I am from India. While growing up, I lived in several cities all around the country so it is difficult for me to say which city I am from exactly. Then I went on to do my Masters in the UK. I lived and worked there for about six years in all, as a student and after that as a senior menswear designer in London for British high street brands such as Chilli Pepper and NEXT. I now have my studio based in New Delhi, where my products are made.
Do you feel that what you found in your travels is as important to you as your origins learnings?
Yes definitely. Having lived in so many cities has taught me so much. It made me evolve and gave me a sort of specific sense of aesthetics. During my traveling years, I have been like a sponge, I absorbed everything I saw in each city and during each travel. I filled my eyes and imagination with different cultures, peoples, vibes… and translated it into my work.
I think that everything is so homogenous nowadays, in terms of films, pop culture, social media,etc. that the boundaries are diminishing. Maybe that’s what my brand denotes, in a way. The label aims to encompass the fusion of the relaxed elegance of youth and luxury with a definite sense of modern aesthetics. My target audience is not limited to places and geographical locations. Lacquer Embassy has already been worn by people from Australia, Singapore, London, New-York, Canada… so it could be a brand for anyone who appreciates good design, aesthetics and strives for a better quality of life. The brand embodies the sartorial style of the modern jet setting gentleman.
Why did you decide to study fashion?
I initially wanted to study architecture. Having also applied to a fashion school, my portfolio was appreciated and I was given an offer to join. I decided to give it a shot even though this wasn’t the original plan. Now I can’t future myself doing anything else!
And why did you choose men's fashion?
I guess since I started I had an inclination towards menswear. I was not interested in women's clothes at all; I think it came with an ease for me to design what I would wear.
What do you think about menswear today?
I think that menswear is very exciting nowadays, as the realm is getting so creative. It has entered a very dynamic phase since the last two years and hopefully Lacquer Embassy can contribute to it in its own small way.
Do you think having worked as a fashion stylist influenced you in a way to go and make your own pieces?
I was working as a stylist alongside being a designer as I not only loved to put looks together for editorials, but also to create the concept, the mood and the setting. Putting creative energies with likeminded photographers and having a vision was so different from sitting on a desk and designing clothes… I really enjoyed it, so I branched out to do some styling work. Gradually the work got appreciated and I managed to create some good menswear visuals with some amazing teams. Though I don’t think styling was the only sole factor for me to go and start my own brand.
So what was the starting point for you to launch your brand? Did you think about it for a long time before doing it, or did everything fall into place very quickly as the idea arose?

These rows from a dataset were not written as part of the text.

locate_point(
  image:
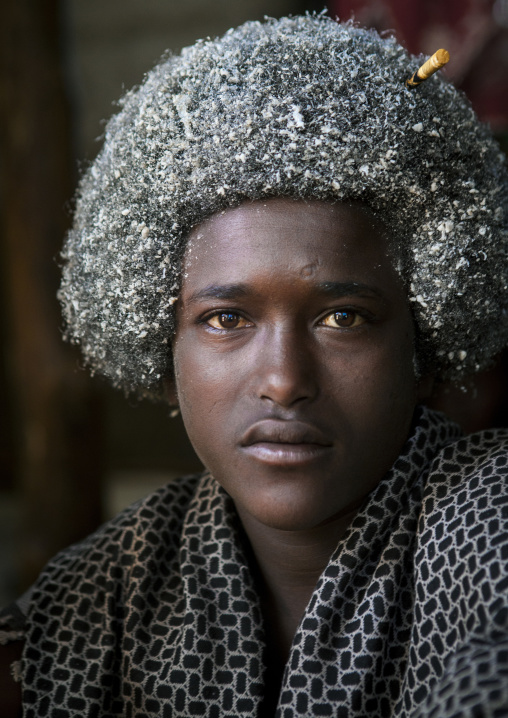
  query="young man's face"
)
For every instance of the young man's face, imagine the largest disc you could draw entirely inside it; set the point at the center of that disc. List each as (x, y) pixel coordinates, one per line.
(294, 357)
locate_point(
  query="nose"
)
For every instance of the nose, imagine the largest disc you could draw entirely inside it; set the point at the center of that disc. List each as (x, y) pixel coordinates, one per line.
(286, 368)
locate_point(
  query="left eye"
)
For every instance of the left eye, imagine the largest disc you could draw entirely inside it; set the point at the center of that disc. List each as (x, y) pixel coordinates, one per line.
(343, 319)
(226, 320)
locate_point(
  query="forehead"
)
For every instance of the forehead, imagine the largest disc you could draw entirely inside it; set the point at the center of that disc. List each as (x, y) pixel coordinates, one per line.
(290, 239)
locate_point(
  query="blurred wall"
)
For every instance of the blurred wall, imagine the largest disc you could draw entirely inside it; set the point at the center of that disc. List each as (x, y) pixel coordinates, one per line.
(65, 438)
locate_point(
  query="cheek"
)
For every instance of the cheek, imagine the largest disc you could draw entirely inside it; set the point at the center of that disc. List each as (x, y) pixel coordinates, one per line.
(202, 396)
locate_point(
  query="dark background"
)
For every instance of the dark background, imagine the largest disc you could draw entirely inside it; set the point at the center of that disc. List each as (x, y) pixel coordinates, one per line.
(72, 450)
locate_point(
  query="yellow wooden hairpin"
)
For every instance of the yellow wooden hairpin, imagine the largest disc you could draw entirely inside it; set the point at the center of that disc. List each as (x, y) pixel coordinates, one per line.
(433, 64)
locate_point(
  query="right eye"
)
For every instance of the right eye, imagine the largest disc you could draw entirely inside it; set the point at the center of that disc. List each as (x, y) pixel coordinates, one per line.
(226, 320)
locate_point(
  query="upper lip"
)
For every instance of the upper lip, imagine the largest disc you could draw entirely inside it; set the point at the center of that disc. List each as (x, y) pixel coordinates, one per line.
(276, 431)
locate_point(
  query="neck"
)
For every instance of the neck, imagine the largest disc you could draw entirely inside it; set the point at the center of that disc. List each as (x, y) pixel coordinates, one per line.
(287, 566)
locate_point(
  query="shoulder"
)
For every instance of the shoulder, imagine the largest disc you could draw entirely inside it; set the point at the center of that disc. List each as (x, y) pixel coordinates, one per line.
(142, 539)
(463, 525)
(471, 471)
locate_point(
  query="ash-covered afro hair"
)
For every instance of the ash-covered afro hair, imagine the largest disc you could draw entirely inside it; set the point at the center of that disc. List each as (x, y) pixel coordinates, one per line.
(300, 107)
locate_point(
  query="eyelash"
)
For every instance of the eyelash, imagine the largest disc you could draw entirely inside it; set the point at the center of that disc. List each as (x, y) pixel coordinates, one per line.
(359, 318)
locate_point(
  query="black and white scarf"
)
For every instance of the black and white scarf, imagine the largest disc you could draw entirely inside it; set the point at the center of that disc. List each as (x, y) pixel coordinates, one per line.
(156, 615)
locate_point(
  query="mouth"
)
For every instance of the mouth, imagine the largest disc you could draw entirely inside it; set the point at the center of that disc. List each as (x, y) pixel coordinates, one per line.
(284, 443)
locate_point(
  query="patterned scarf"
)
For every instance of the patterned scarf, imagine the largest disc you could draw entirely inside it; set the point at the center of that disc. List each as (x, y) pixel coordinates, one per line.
(156, 615)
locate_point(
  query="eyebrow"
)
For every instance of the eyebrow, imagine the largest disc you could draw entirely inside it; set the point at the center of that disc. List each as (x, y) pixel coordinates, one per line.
(236, 291)
(219, 291)
(341, 289)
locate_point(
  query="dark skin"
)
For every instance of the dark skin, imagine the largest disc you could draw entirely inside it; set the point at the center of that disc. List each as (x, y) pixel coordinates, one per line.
(294, 372)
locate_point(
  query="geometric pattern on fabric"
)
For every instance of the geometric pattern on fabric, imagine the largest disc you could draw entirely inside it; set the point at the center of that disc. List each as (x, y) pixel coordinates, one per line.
(156, 614)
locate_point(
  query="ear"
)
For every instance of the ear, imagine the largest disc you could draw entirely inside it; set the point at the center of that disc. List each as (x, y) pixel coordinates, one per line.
(425, 387)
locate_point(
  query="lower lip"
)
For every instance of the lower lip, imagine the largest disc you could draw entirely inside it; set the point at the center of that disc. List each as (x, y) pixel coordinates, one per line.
(286, 454)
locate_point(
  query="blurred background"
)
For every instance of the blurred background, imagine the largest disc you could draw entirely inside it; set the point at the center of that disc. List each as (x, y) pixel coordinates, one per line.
(73, 452)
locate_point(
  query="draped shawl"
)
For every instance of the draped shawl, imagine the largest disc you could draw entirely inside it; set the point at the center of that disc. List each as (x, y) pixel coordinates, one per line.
(156, 615)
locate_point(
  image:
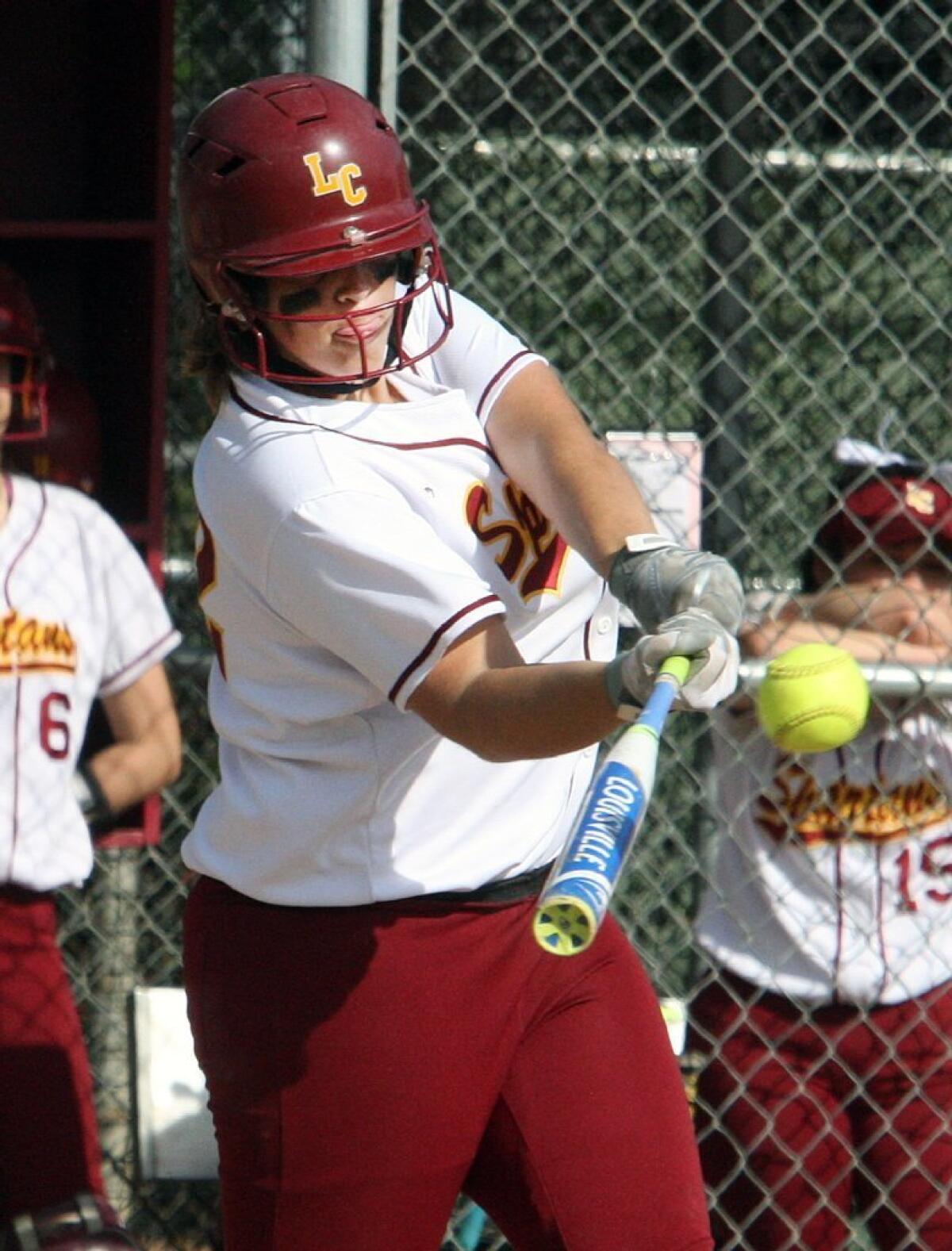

An amalgamation of having worked in the corporate as a menswear designer and working freelance as a stylist/trend forecaster made me reach a point where I was ready to set up a small niche brand of my own, with my own products and services. My label Lacquer Embassy was born out of a desire to realize the aesthetics I had cultivated throughout my travels, life experiences, and my own experiments in style. It took a while for everything to come together. Design and good aesthetics played a key role for me in every aspect of my brand and lifestyle. Every little detail from the packaging to the product were equally important in Lacquer Embassy, so it did not happen overnight! I started from scratch with a just a few tools of right attitude, vision and honesty, supported by a design centric approach in every aspect of the brand.
Is there any goal you want to achieve, or any motto or values you particularly want to stick to with Lacquer Embassy?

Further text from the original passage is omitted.